We’re discussing the Citadel Art Price Index (Capi), a controversial South African art-market indicator that’s now in its fourth year.
This year, the report has collected the sale results of more than 5 000 auction lots sold at 19 local and international auction houses, revealing some fascinating insights for those looking to make sense of the notoriously inaccessible art market.
The report has been criticised in the past for its attempt to place a value on the intangible aesthetic values of art and its exclusion of contemporary gallery sales (most galleries refuse to release their sale figures for the year). But as Herman puts it: “All the report does is hold a mirror up to the art world, and I think it’s this that they don’t like more than anything.”
According to the report, more than R296 million changed hands for South African art at last year’s auctions – 11.5% lower than 2013 despite 6.9% more stock. The average price per piece is now R53 800 – 22% lower than the 2013 average, yet Herman remains positive about market growth.
“During 2014, the commodity prices experienced a major bifurcation as energy prices, along with agricultural prices, declined dramatically, but precious metals held on to their prices. South African art started showing its true colours as a safe-haven commodity and performed more in line with its precious metal counterparts during 2014.”
Beneath the headline Art: as good as gold, the report explains that European economic deflation (and enduring stagnation), combined with a strong US dollar and an oil price that declined by 50% during 2014, has meant that all commodities, including art, have lost out. Capi cites that the ramifications of Greece’s “disorderly exit” from the Eurozone, as the report puts it, will lead to a dramatic rise in the price of all safe-haven assets.

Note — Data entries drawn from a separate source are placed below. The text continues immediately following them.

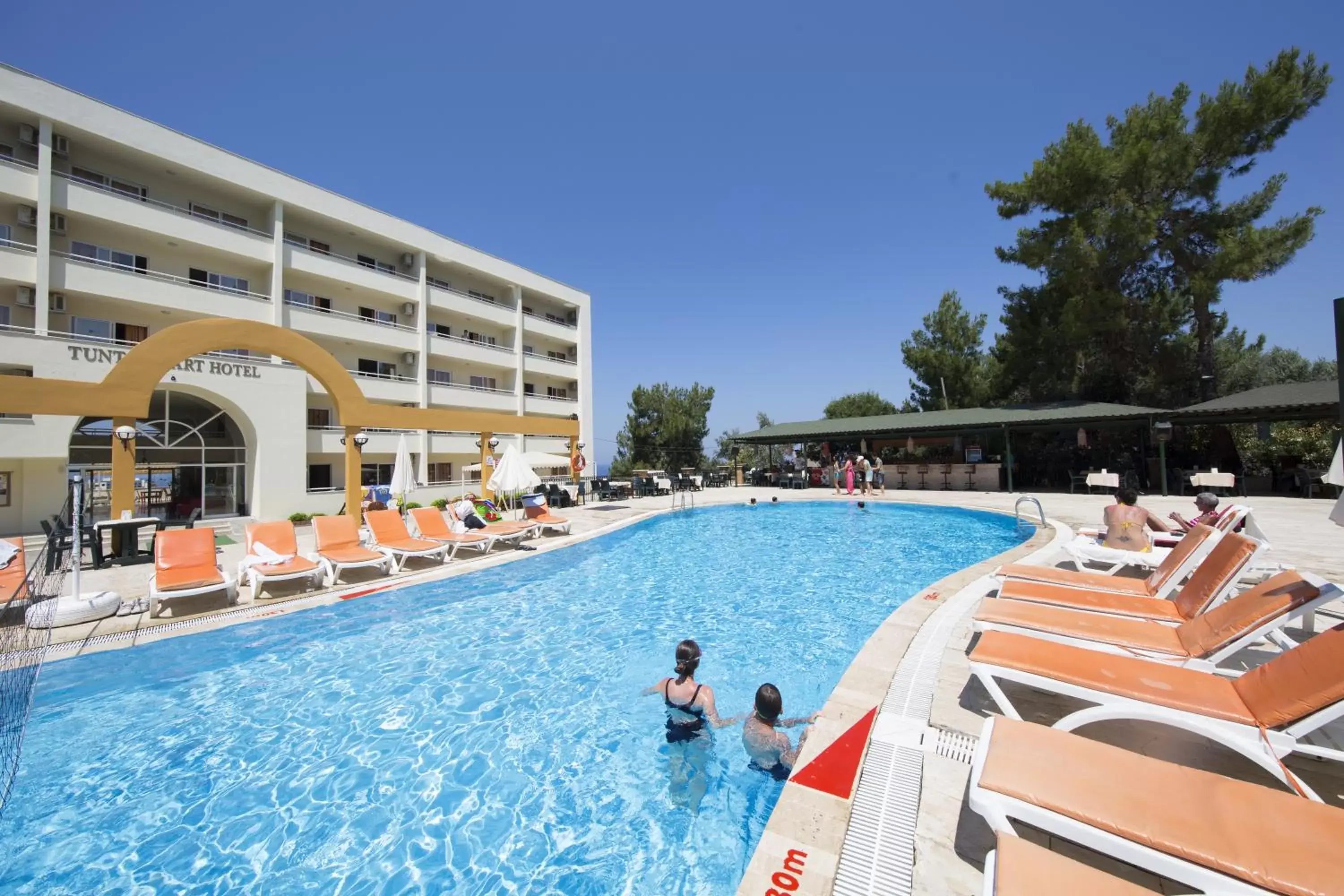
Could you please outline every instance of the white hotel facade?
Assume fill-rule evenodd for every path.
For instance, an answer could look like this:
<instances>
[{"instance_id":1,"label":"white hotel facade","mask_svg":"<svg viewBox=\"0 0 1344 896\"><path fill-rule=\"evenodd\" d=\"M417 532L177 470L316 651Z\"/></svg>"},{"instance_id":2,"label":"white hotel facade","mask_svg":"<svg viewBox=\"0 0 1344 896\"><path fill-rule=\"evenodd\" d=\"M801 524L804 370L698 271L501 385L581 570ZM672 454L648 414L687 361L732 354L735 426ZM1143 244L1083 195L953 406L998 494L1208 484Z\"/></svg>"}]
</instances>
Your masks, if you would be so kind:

“It won’t be surprising if art makes up the ground it lost against gold during the next few years. Art will separate itself from consumption commodities and stand out as a true store of long-term dollar value.”
A few weeks ago, the art market hit a new milestone – R33 billion in art sales at Sotheby’s in New York. One painting by Picasso, called Les emmes d’Alger (Version O), went for R2.1 billion – the highest price paid for a work of art at any auction in history.
But there is also a big debate about whether these booming art auctions are a warning to investors of a market about to plateau or crash. It’s being called the Picasso Indicator, and has got global economic analysts asking whether we have reached the top of this economic cycle.
Jason Goepfert, CEO of Sundial Capital Research, has a note analysing the relationship between record art sales and the stock market.
He has calculated the one-year sum of the top 62 largest art sales (adjusted for inflation so that everything is reflected in the dollar price in 1986).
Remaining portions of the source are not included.